L’Ukraine – le pays que le président russe Vladimir Poutine a envahi en affirmant qu’il ne s’agissait pas d’un vrai pays – est désormais officiellement un pays candidat à l’adhésion à l’Union européenne.

Dans un mouvement historique vers la plus grande expansion de l’adhésion à l’UE en près de deux décennies, les 27 chefs d’État et de gouvernement du Conseil européen ont officiellement accordé le statut de candidat à l’Ukraine, ainsi qu’à la Moldavie voisine, vers la fin du premier jour d’une sommet de deux jours à Bruxelles.

« C’est un moment historique, qui nous permet de définir les contours de l’Union européenne », a déclaré le président du Conseil européen Charles Michel quelques instants après le vote, lors d’une conférence de presse avec la présidente de la Commission européenne Ursula von der Leyen et le président français Emmanuel Macron, dont pays assure désormais la présidence tournante du Conseil de l’UE.

« C’est un moment très déterminant et une très bonne journée pour l’Europe aujourd’hui », a déclaré von der Leyen.

« Eh bien, tout a été dit », a commencé Macron, avant de consacrer quatre minutes supplémentaires d’éloges et d’explications aux décisions prises par le Conseil européen. « Au cours de la semaine dernière, nous avons avancé à pas de géant », a-t-il déclaré.

Mais l’enthousiasme des dirigeants de l’UE à l’idée de prendre une mesure aussi audacieuse a été éclipsé par la colère profonde et bouillonnante exprimée par certains dirigeants de pays des Balkans occidentaux face aux longs retards que leurs candidatures à l’adhésion ont rencontrés.
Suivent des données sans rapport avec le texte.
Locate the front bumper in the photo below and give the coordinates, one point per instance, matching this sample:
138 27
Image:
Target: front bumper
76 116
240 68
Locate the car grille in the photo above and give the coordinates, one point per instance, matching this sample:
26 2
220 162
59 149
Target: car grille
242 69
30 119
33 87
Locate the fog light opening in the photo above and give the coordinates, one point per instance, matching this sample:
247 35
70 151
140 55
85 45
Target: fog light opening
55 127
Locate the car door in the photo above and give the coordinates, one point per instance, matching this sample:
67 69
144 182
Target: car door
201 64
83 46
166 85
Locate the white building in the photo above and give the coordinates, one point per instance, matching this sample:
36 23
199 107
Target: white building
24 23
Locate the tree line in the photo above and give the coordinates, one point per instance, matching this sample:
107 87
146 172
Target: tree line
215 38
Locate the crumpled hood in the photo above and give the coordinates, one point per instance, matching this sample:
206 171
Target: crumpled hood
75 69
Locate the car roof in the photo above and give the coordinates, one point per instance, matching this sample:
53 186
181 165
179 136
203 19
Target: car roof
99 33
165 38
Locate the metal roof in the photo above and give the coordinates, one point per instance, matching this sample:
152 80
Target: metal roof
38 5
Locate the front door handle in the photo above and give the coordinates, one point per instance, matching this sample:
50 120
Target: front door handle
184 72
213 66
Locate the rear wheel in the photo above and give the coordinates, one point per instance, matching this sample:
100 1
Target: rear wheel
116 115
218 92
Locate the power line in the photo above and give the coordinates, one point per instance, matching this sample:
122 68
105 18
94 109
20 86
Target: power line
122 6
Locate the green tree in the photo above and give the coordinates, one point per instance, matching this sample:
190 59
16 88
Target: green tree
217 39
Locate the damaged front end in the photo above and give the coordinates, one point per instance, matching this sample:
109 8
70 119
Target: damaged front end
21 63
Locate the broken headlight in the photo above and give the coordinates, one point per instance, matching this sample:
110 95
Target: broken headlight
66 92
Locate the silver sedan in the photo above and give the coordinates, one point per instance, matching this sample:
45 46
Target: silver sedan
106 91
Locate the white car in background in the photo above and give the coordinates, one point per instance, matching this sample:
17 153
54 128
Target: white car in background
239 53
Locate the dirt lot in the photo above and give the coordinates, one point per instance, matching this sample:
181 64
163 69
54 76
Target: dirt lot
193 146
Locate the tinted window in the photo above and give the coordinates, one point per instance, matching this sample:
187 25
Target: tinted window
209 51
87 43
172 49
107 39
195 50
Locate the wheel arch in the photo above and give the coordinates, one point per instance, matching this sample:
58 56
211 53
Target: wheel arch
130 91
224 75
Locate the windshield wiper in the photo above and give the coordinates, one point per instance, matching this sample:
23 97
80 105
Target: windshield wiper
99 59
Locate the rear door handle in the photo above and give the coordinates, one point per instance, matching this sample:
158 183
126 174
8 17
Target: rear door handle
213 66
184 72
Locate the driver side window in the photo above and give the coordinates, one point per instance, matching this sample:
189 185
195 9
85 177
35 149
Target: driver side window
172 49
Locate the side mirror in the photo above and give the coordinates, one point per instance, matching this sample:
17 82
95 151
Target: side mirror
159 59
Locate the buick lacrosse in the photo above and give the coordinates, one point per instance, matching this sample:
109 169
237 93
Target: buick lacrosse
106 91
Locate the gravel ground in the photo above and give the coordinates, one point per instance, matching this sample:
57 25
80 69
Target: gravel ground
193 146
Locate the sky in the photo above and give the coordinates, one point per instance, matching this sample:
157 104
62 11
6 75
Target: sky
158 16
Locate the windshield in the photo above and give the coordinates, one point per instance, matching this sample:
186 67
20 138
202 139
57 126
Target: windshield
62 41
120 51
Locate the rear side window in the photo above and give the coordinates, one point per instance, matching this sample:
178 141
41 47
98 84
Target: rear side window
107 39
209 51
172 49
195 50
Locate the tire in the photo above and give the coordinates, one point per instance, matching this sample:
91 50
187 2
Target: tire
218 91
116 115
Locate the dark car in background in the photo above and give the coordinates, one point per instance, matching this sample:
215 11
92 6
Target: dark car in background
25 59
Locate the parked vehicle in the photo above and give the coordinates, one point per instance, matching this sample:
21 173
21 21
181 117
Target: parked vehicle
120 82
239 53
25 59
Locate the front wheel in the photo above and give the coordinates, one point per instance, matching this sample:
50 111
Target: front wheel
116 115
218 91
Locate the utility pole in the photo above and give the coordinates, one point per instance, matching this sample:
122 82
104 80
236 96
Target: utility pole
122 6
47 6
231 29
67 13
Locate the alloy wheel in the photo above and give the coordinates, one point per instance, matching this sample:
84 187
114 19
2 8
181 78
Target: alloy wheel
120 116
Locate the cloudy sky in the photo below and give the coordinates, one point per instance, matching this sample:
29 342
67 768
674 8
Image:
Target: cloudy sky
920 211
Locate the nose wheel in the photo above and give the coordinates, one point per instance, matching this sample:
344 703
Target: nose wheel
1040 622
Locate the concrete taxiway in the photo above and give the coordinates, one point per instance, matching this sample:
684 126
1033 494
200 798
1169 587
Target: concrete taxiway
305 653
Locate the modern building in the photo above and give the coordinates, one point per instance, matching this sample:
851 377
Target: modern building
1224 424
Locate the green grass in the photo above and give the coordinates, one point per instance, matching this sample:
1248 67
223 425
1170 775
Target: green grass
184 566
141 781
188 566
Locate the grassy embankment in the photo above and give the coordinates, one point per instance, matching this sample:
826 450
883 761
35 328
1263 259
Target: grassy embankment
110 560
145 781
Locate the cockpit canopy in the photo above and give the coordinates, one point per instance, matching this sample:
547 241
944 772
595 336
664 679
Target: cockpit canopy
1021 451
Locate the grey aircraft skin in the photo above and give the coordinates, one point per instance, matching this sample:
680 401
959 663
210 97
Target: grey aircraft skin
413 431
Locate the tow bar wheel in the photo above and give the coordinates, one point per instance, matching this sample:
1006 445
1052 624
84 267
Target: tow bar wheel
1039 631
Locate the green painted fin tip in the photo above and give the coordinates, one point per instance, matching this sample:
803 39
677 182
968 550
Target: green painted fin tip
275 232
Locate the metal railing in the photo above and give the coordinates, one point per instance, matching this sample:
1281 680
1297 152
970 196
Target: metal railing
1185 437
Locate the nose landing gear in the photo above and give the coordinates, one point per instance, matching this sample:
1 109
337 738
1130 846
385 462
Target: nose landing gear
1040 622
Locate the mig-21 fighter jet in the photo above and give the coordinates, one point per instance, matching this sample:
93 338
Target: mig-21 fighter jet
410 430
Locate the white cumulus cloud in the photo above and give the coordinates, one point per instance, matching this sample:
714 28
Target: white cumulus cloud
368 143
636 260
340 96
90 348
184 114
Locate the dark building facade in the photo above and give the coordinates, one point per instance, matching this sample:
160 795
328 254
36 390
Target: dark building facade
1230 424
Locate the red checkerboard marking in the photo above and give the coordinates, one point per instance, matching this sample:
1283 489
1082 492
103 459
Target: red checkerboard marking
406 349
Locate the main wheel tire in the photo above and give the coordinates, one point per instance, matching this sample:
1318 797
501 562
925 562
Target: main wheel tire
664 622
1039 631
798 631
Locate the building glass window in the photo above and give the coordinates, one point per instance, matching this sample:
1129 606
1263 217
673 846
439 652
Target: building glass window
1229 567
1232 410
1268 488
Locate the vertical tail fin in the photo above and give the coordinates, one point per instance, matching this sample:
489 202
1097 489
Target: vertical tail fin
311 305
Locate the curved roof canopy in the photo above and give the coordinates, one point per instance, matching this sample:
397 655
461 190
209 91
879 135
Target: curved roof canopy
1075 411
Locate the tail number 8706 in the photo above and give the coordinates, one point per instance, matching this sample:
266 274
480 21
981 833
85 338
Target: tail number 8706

L’obstruction de longue date de la Bulgarie à la Macédoine du Nord, qui est impatiente d’entamer des pourparlers officiels d’adhésion, suscite une amertume particulière. Cela nécessite l’approbation unanime des 27 capitales.

Dans les conclusions de son sommet, le Conseil européen a cherché à clarifier le statut de certains de ces candidats, dont la Macédoine du Nord, la Serbie et la Bosnie-Herzégovine. Les dirigeants se sont disputés sur le texte, en particulier sur la Bosnie-Herzégovine, à qui on a finalement dit qu’elle pourrait recevoir le statut de candidat si elle procédait à des réformes dans 14 domaines politiques.

Mais dans l’ensemble, les discussions prolongées et parfois torturées sur les Balkans occidentaux n’ont fait que souligner la longue route et le calendrier incertain auxquels sont confrontés tous les candidats à l’UE, ainsi que le processus difficile qui attend l’Ukraine et la Moldavie.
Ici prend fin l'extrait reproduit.